Очутившись в той части города, где можно было не опасаться встреч с субъектами из порта, в обществе которых он провел предыдущий вечер, Аполлон сбавил шаг, Рука нашарила в кармане брюк две смятые бумажки, и он громко расхохотался. Наверное, безмозглая шлюха еще не рассталась с надеждой на его возвращение! Он содрогнулся от одного воспоминания о ее слюнявых поцелуях и жадных ласках. Увидев впереди кроны деревьев, создающих тень на Джексон-сквер, он повернул за угол, прошелся под длинными балконами Понталба-Билдингз и оказался перед воротами парка. Купидон сидел на своей излюбленной скамеечке, в тени пальмы; он давно заметил брата. Аполлон все той же ленивой походочкой достиг скамейки и сел, вытянув длинные ноги поперек присыпанной гравием дорожки. Купидон тут же вскочил.
— Я не завтракал, Аполлон, — предупредил он.
Аполлон покосился на него. При всем различии в одежде, превращавшей Аполлона в джентльмена, а Купидона в раба, смотреть на брата было все равно что глядеться в зеркало: Аполлон увидел собственные черты, только зеркало было немного затемненным.
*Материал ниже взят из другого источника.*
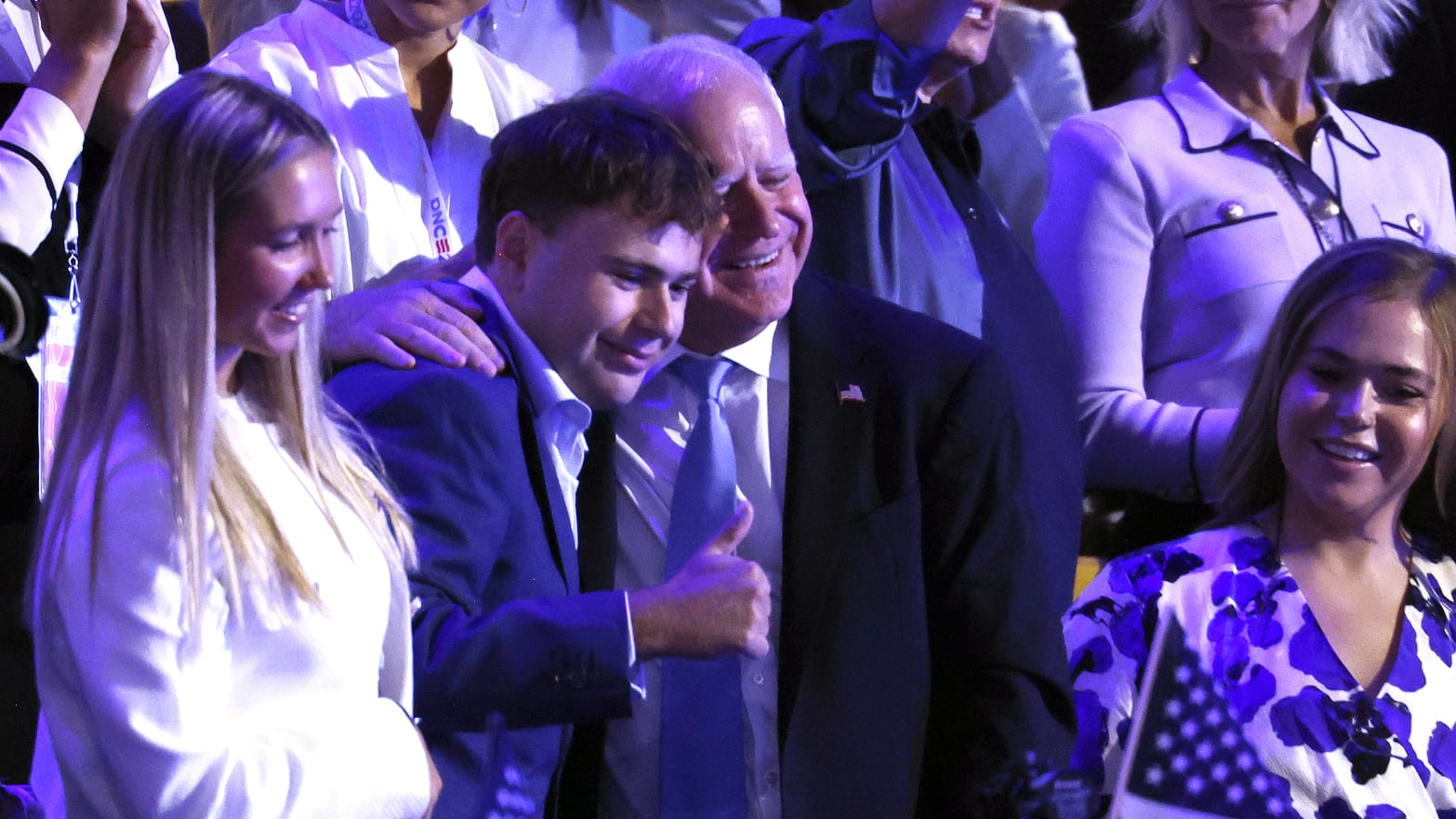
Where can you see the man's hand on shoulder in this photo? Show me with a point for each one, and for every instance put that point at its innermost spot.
(393, 324)
(717, 604)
Купидон был несколькими годами моложе, хотя их можно было принять за одногодков. Если бы не заметная разница в цвете кожи, они казались бы близнецами. Оба были безупречно красивы; два таких красавца рядом воспринимались как чрезмерность даже со стороны щедрой природы. Однако кожа Аполлона имела оттенок слоновой кости, а Купидона — темной бронзы, волосы Аполлона если и вились, то только самую малость, Купидон же был курчав. Губы Аполлона были полными и красными, но не толстыми и малиновыми, как у брата; чуткие ноздри были лишь немного шире обычного, зато ноздри Купидона сразу выдавали его принадлежность к негритянской расе.